On land ownership – with 69 per cent of the UK’s 60 million acres owned by just 0.6 per cent of the population – McDonnell said: “One of the big issues we’re now talking about is land, how do we go about looking at collective ownership of land, Community Land Trusts, the development of those by local communities – that’s a huge challenge to the existing power relationships within our society at the moment, it’s one I think that could be fundamentally important. It’s the development of the ideas of ‘in and against the state’ at the local level.”
Labour has pledged to return the UK’s railways, energy, water and the Royal Mail to public ownership. But McDonnell vowed to avoid the top-down nationalisations of the Attlee era: “Bringing the privatised utilities back into public ownership but on the basis of them being democratically managed by workers, consumers and community representatives themselves.”
Recalling his past as the Greater London Council’s chair of finance, he noted: “One of the most effective things that made London Transport accountable was when we appointed Ernest Rodker, an anarchist, to the board of London Transport, he knew all the bus routes, what the fare schedules were and what ordinary people could afford, a new engagement and discussion and ideas about how you can develop transport policy based upon the real needs of working class communities. It’s no wonder that the first thing they [the Conservatives] did when they scrapped the GLC was to sack Ernest Rodker from the board.”
In past decades, McDonnell said, local government had been a crucial vehicle for the advancement of socialism. “That reached its height in the Eighties with the rate-capping campaign because Mrs Thatcher and the capitalist state woke up to the fact that this was happening, there was a transformation in the power relationships as a result of people being elected to work in local government.”

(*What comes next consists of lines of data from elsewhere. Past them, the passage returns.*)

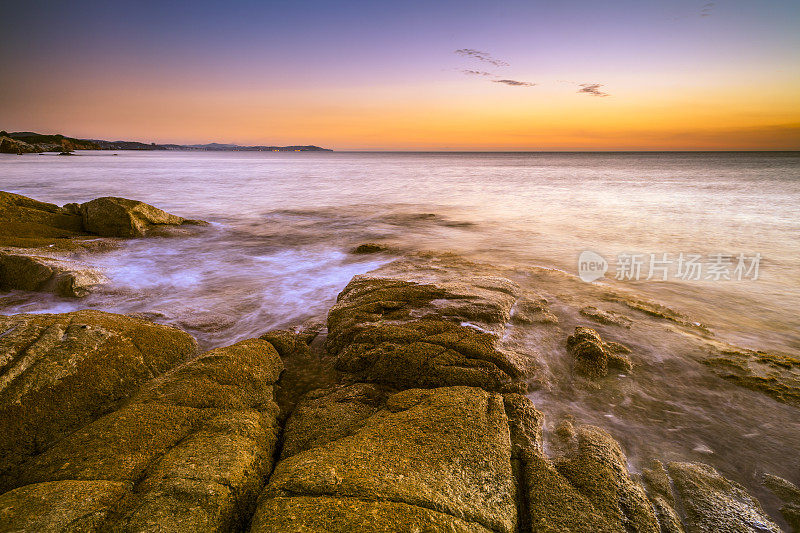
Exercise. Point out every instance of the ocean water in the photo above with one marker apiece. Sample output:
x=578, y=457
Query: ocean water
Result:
x=283, y=224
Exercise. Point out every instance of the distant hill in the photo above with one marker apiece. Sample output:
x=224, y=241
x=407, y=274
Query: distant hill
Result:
x=22, y=142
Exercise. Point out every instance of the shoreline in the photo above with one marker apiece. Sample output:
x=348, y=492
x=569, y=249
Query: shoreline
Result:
x=372, y=348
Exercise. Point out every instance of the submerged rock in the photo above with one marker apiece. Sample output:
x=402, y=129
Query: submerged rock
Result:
x=605, y=317
x=44, y=274
x=60, y=372
x=426, y=458
x=413, y=334
x=593, y=357
x=713, y=503
x=790, y=495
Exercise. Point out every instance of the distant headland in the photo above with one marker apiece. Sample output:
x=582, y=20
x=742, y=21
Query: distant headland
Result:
x=26, y=142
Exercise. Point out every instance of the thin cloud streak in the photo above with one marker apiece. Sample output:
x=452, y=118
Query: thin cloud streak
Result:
x=515, y=83
x=592, y=89
x=481, y=56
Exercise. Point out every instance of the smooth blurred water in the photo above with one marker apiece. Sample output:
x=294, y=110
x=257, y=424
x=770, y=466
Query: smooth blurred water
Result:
x=287, y=220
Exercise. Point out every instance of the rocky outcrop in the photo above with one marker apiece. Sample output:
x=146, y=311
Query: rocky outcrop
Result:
x=407, y=414
x=790, y=495
x=593, y=357
x=31, y=232
x=409, y=334
x=25, y=222
x=713, y=503
x=44, y=274
x=189, y=452
x=60, y=372
x=418, y=457
x=120, y=217
x=13, y=146
x=774, y=374
x=21, y=143
x=369, y=248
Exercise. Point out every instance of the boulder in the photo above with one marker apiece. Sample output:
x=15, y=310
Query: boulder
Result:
x=26, y=222
x=410, y=334
x=713, y=503
x=532, y=311
x=119, y=217
x=790, y=495
x=44, y=274
x=60, y=506
x=190, y=452
x=369, y=248
x=435, y=458
x=60, y=372
x=593, y=357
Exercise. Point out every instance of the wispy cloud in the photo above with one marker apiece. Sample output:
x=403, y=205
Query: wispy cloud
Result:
x=469, y=72
x=481, y=56
x=515, y=83
x=592, y=89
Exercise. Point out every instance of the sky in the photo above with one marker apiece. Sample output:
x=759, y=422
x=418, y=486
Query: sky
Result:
x=411, y=75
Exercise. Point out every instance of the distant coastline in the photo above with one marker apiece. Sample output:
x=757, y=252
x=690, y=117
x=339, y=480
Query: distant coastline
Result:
x=25, y=142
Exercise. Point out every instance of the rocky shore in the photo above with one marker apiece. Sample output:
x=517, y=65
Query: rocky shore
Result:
x=408, y=409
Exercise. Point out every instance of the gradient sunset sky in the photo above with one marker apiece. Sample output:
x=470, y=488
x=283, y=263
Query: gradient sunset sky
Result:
x=412, y=75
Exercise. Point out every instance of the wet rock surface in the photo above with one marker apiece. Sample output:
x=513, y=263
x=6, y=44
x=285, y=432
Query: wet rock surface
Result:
x=189, y=452
x=34, y=236
x=60, y=372
x=407, y=411
x=593, y=357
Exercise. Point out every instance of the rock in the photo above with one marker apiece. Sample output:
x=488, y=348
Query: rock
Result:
x=191, y=450
x=606, y=317
x=13, y=146
x=60, y=372
x=60, y=506
x=26, y=222
x=120, y=217
x=596, y=467
x=713, y=503
x=346, y=515
x=532, y=311
x=660, y=493
x=439, y=458
x=43, y=274
x=369, y=248
x=774, y=374
x=413, y=334
x=790, y=495
x=593, y=357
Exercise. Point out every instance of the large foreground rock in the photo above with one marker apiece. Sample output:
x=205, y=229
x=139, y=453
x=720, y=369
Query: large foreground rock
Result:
x=189, y=453
x=120, y=217
x=33, y=234
x=427, y=458
x=409, y=334
x=59, y=372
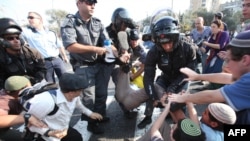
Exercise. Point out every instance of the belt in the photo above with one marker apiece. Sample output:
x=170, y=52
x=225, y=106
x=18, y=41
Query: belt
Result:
x=50, y=58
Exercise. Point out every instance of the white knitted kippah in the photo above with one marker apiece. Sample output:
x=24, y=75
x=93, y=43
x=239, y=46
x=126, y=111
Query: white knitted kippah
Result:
x=222, y=113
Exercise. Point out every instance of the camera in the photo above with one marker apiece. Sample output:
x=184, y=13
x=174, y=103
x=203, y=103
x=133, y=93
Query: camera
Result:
x=4, y=44
x=147, y=37
x=199, y=42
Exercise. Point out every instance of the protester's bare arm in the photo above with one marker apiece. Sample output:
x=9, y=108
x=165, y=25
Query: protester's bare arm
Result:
x=11, y=120
x=202, y=97
x=80, y=48
x=58, y=133
x=158, y=123
x=63, y=54
x=96, y=116
x=192, y=112
x=221, y=78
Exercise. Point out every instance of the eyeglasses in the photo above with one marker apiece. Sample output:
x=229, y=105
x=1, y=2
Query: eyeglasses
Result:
x=31, y=17
x=247, y=5
x=11, y=38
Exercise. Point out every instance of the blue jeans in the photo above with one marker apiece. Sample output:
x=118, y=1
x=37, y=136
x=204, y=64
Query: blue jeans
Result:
x=54, y=66
x=94, y=97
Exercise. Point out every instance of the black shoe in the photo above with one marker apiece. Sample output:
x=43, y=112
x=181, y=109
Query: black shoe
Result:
x=147, y=120
x=130, y=114
x=105, y=119
x=95, y=128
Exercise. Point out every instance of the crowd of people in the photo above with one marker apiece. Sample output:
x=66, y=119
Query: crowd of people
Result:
x=31, y=56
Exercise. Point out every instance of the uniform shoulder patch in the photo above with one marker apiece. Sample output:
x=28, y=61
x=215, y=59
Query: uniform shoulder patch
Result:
x=68, y=19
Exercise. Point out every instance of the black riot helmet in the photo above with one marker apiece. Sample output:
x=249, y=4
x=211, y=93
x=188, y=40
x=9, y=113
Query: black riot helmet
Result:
x=121, y=15
x=165, y=30
x=9, y=26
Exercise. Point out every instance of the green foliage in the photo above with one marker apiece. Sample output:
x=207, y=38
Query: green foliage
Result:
x=55, y=19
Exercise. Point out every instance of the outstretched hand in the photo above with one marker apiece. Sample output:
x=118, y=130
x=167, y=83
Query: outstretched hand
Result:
x=192, y=75
x=96, y=116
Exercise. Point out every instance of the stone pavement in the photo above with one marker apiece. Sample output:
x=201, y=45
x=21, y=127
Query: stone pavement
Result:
x=120, y=128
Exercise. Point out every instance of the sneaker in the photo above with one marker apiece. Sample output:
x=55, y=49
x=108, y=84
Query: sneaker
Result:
x=129, y=114
x=105, y=119
x=95, y=128
x=147, y=120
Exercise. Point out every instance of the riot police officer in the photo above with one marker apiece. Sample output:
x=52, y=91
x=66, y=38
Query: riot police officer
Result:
x=83, y=36
x=170, y=53
x=120, y=21
x=16, y=58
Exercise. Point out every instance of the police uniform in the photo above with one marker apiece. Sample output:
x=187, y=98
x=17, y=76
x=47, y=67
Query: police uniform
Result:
x=29, y=63
x=89, y=65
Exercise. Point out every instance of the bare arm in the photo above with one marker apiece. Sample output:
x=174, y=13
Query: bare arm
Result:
x=63, y=54
x=221, y=78
x=158, y=123
x=11, y=120
x=215, y=46
x=138, y=72
x=80, y=48
x=202, y=97
x=192, y=113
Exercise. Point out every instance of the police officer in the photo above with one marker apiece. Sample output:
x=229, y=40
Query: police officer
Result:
x=16, y=58
x=139, y=54
x=83, y=36
x=120, y=21
x=170, y=53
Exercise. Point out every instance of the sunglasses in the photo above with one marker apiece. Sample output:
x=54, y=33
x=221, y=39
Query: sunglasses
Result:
x=11, y=38
x=163, y=38
x=88, y=2
x=31, y=17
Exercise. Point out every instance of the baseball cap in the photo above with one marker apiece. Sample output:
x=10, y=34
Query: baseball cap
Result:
x=242, y=40
x=134, y=34
x=222, y=113
x=14, y=83
x=9, y=26
x=219, y=15
x=72, y=82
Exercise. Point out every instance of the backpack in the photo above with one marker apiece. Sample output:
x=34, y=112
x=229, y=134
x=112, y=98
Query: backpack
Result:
x=29, y=93
x=39, y=88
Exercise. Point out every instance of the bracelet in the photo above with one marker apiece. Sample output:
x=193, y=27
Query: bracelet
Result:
x=46, y=134
x=26, y=117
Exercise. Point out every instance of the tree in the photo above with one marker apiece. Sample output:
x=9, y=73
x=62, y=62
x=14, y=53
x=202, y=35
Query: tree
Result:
x=55, y=18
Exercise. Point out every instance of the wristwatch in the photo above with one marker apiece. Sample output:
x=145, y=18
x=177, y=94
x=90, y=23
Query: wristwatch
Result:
x=26, y=117
x=46, y=134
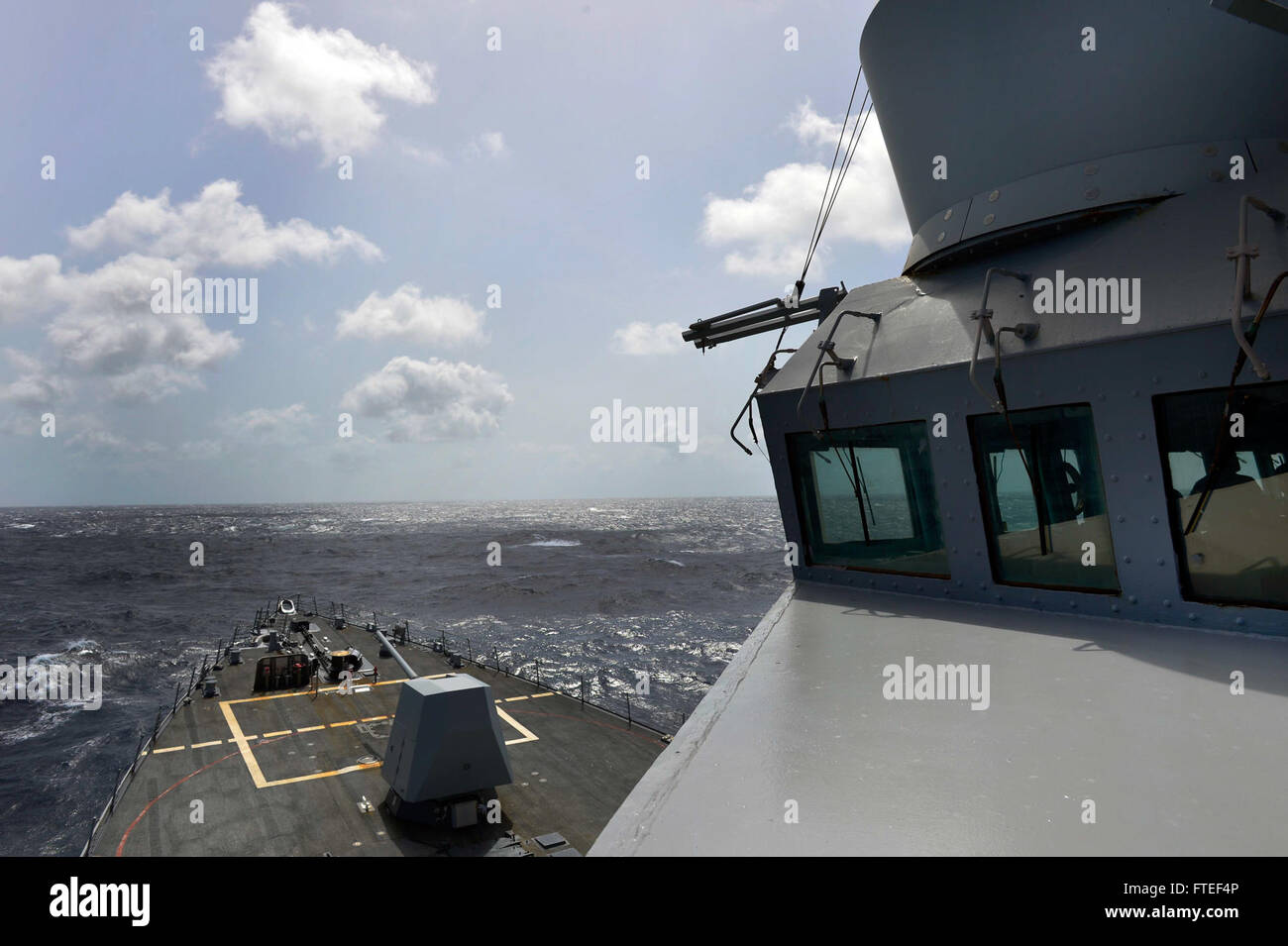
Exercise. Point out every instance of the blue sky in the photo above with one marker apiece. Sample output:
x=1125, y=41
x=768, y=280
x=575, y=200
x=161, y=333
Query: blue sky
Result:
x=513, y=167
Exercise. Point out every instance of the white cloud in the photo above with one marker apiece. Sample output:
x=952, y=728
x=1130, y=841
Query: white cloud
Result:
x=645, y=339
x=269, y=425
x=430, y=156
x=26, y=286
x=95, y=438
x=37, y=385
x=768, y=228
x=150, y=383
x=213, y=228
x=430, y=400
x=107, y=325
x=489, y=143
x=102, y=322
x=407, y=315
x=301, y=85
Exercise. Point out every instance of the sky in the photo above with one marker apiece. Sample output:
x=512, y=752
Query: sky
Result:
x=459, y=229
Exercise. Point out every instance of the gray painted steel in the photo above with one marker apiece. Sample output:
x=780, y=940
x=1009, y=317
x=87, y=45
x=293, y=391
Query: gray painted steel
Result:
x=1138, y=719
x=1005, y=91
x=1115, y=163
x=446, y=740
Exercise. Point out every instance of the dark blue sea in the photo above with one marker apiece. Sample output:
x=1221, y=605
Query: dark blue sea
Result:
x=604, y=588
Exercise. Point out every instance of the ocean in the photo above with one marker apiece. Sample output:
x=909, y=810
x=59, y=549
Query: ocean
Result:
x=601, y=589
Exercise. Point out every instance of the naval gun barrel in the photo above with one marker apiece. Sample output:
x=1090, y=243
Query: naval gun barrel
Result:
x=407, y=670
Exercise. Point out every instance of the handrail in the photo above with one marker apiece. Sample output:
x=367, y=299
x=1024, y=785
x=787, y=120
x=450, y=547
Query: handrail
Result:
x=827, y=348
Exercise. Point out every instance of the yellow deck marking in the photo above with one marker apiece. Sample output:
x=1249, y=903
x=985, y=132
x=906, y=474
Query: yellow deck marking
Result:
x=257, y=775
x=322, y=775
x=528, y=736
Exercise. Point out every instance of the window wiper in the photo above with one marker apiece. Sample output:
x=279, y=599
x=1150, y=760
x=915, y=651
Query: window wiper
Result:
x=1224, y=431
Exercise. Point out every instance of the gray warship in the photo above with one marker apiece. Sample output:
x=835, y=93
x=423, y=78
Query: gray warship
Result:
x=1034, y=497
x=1035, y=485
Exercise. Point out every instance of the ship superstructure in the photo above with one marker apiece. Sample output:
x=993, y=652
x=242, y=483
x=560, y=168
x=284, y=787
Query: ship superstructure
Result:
x=1035, y=485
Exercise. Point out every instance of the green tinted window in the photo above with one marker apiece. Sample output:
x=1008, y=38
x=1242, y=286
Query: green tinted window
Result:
x=1043, y=498
x=1227, y=482
x=866, y=498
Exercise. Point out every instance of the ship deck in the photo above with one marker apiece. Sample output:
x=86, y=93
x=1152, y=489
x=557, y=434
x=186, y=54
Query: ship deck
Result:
x=296, y=773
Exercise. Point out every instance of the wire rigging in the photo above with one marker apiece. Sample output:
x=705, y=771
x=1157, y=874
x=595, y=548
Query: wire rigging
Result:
x=829, y=192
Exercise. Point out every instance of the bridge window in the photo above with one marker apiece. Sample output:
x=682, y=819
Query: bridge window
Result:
x=866, y=498
x=1043, y=499
x=1227, y=475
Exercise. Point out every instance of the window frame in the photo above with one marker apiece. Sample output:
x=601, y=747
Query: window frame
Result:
x=1175, y=527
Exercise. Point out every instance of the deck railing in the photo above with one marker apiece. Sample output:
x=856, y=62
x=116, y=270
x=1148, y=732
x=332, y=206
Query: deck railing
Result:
x=625, y=705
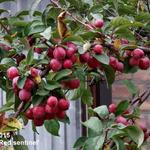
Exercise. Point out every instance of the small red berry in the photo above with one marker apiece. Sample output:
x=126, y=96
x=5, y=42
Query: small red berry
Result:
x=55, y=65
x=59, y=53
x=85, y=57
x=133, y=62
x=12, y=72
x=48, y=109
x=24, y=95
x=73, y=84
x=93, y=63
x=144, y=63
x=120, y=66
x=39, y=112
x=29, y=114
x=67, y=64
x=73, y=58
x=99, y=23
x=138, y=53
x=61, y=115
x=52, y=101
x=38, y=50
x=143, y=127
x=98, y=49
x=122, y=120
x=34, y=72
x=63, y=104
x=29, y=84
x=113, y=62
x=50, y=52
x=38, y=122
x=112, y=108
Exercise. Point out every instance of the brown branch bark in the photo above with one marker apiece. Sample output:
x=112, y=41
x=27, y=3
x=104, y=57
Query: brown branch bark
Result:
x=4, y=27
x=139, y=100
x=19, y=110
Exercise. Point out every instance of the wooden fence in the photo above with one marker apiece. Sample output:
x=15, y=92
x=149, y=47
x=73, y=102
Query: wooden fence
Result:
x=68, y=133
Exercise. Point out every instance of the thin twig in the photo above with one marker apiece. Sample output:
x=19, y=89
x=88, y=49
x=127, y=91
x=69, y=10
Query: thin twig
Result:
x=147, y=4
x=4, y=27
x=19, y=110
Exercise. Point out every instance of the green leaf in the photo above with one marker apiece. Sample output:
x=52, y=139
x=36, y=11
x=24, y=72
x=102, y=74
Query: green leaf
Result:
x=131, y=86
x=119, y=143
x=76, y=93
x=61, y=74
x=102, y=111
x=42, y=92
x=1, y=1
x=7, y=106
x=122, y=106
x=52, y=126
x=73, y=38
x=86, y=97
x=19, y=138
x=21, y=82
x=119, y=21
x=104, y=59
x=47, y=33
x=135, y=133
x=110, y=74
x=10, y=95
x=80, y=142
x=36, y=29
x=8, y=61
x=94, y=143
x=36, y=99
x=94, y=124
x=30, y=57
x=34, y=6
x=51, y=85
x=3, y=10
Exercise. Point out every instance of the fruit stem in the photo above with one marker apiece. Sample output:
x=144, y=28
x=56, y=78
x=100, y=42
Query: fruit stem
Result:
x=19, y=109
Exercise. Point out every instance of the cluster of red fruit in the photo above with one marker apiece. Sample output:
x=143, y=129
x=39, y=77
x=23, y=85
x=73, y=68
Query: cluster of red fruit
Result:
x=123, y=120
x=88, y=58
x=138, y=58
x=115, y=64
x=62, y=57
x=98, y=23
x=53, y=108
x=24, y=93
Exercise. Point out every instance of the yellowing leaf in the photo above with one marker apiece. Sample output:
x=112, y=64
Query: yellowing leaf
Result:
x=1, y=118
x=6, y=128
x=38, y=79
x=14, y=123
x=107, y=147
x=117, y=43
x=14, y=35
x=61, y=26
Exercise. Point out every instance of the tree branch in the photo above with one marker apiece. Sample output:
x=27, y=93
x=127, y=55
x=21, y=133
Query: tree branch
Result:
x=147, y=4
x=4, y=27
x=139, y=100
x=19, y=109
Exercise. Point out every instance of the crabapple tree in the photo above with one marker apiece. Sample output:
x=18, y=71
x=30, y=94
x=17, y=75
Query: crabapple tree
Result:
x=55, y=56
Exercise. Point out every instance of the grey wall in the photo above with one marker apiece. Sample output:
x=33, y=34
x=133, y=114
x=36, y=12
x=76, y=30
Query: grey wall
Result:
x=68, y=133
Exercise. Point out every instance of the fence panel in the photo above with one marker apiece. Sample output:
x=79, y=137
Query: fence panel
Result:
x=68, y=133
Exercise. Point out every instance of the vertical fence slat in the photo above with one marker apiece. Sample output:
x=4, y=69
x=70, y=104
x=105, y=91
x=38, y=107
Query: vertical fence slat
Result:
x=68, y=133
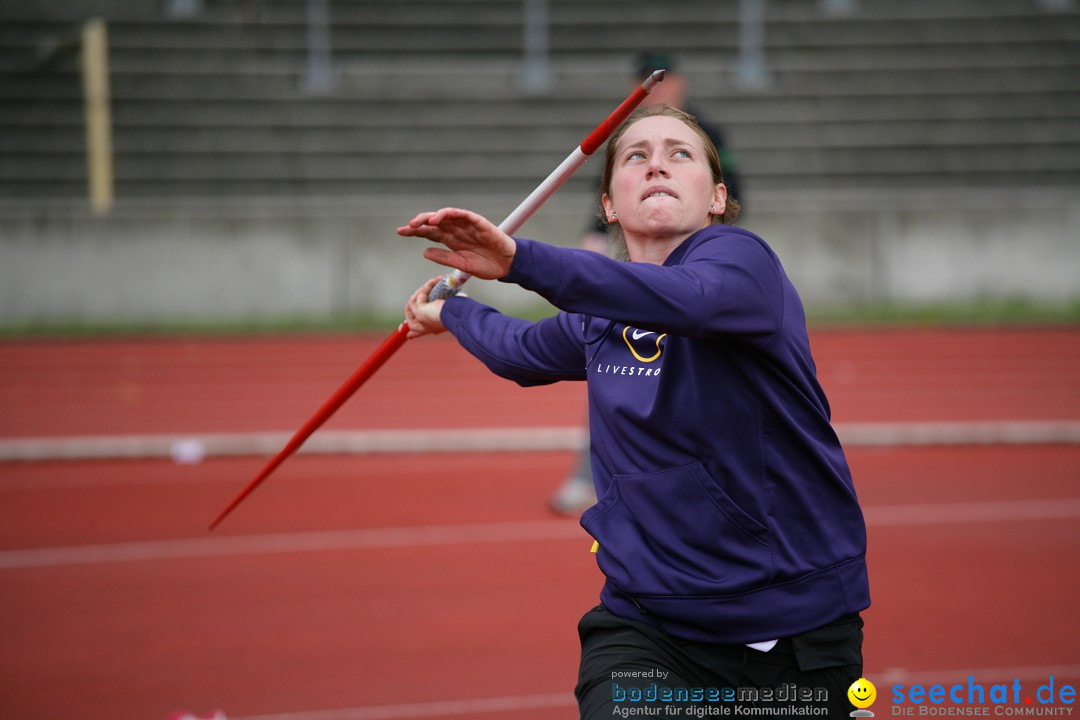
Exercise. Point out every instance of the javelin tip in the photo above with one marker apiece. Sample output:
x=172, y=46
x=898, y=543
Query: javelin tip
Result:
x=650, y=82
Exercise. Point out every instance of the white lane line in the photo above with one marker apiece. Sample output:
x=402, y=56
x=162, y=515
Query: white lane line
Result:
x=883, y=679
x=496, y=439
x=433, y=709
x=478, y=533
x=293, y=542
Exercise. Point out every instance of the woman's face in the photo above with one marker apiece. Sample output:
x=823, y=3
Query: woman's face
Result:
x=661, y=186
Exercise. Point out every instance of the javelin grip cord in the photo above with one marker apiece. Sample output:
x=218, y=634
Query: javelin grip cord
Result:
x=451, y=282
x=449, y=285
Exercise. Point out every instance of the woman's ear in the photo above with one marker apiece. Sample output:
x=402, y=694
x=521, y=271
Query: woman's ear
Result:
x=609, y=215
x=719, y=200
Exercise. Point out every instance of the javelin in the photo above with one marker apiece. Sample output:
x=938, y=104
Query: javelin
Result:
x=451, y=283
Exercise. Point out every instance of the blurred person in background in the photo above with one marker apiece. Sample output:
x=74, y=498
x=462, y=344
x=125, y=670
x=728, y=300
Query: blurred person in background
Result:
x=577, y=491
x=728, y=528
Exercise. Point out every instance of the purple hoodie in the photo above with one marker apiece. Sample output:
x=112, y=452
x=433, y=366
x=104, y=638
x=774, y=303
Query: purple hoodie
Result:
x=726, y=512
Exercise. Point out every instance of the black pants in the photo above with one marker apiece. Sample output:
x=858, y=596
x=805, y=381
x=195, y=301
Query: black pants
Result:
x=628, y=665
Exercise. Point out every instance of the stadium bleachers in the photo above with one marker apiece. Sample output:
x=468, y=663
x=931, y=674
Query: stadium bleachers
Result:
x=428, y=94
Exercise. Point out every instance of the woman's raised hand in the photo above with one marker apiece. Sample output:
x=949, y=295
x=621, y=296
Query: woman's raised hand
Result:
x=473, y=244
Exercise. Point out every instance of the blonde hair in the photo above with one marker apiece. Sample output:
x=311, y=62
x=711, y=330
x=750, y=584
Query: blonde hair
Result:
x=730, y=211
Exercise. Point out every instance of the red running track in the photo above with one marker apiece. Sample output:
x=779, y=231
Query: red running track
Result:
x=431, y=586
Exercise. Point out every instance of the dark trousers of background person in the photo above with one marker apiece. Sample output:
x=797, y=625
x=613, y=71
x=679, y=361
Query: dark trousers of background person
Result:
x=827, y=657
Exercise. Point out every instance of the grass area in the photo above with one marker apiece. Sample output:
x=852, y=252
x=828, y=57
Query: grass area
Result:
x=1013, y=312
x=983, y=314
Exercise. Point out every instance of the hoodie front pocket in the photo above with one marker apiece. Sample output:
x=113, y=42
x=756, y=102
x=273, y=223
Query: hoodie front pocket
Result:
x=677, y=532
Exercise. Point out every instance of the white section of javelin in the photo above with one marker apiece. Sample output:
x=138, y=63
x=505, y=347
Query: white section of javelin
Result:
x=543, y=191
x=501, y=439
x=883, y=679
x=478, y=533
x=433, y=709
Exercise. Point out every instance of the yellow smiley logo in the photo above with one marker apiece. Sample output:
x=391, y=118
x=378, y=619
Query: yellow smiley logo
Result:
x=862, y=693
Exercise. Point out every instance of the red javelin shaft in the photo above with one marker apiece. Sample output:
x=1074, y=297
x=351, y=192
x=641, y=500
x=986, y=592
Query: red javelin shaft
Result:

McDonnell also argued that Labour MPs could no longer simply be elected and told “off you go”. They must, he said, be held “accountable” – Labour has recently reformed its parliamentary selection rules to make deselections easier – and be supplemented by “new people as they come forward and the next generation that comes forward as well” (no more than 20 of Labour’s 257 MPs identify with the party’s left).
He added that, while celebrating the achievement of more than 500,000 Labour members, “we’ve got to convert ordinary members and supporters into real cadres who understand and analyse society and who are continually building the ideas”.
Oscar Wilde once quipped that the problem with socialism “is that it takes up too many spare evenings”. But McDonnell warned: “We can’t lose this opportunity by lack of commitment … If we waste this opportunity, in 10 or 15 or 20 years, you will be kicking yourself, thinking ‘why did I miss that opportunity because I just wanted another night in.’”
His greatest fear, he said, was not the opposition Labour faces. “I don’t think there’s any force out there that can in any way undermine or defeat us.” Rather, “the biggest fear I have is our own lack of ambition and lack of mobilisation”.
He concluded: “Anything they throw against us we can overcome if we’re a mass movement which is aware of its own ideas, aware of its objectives and able to mobilise.
“That’s what we’re building but they’ve got to step up the pace of the construction of that movement, the building of that movement and the mobilisation of that movement. That’s my fear, I wake up in the night sometimes and think ‘my God, is there something undone that we should have done?’ And that’s where we’ve got to all have a responsibility.”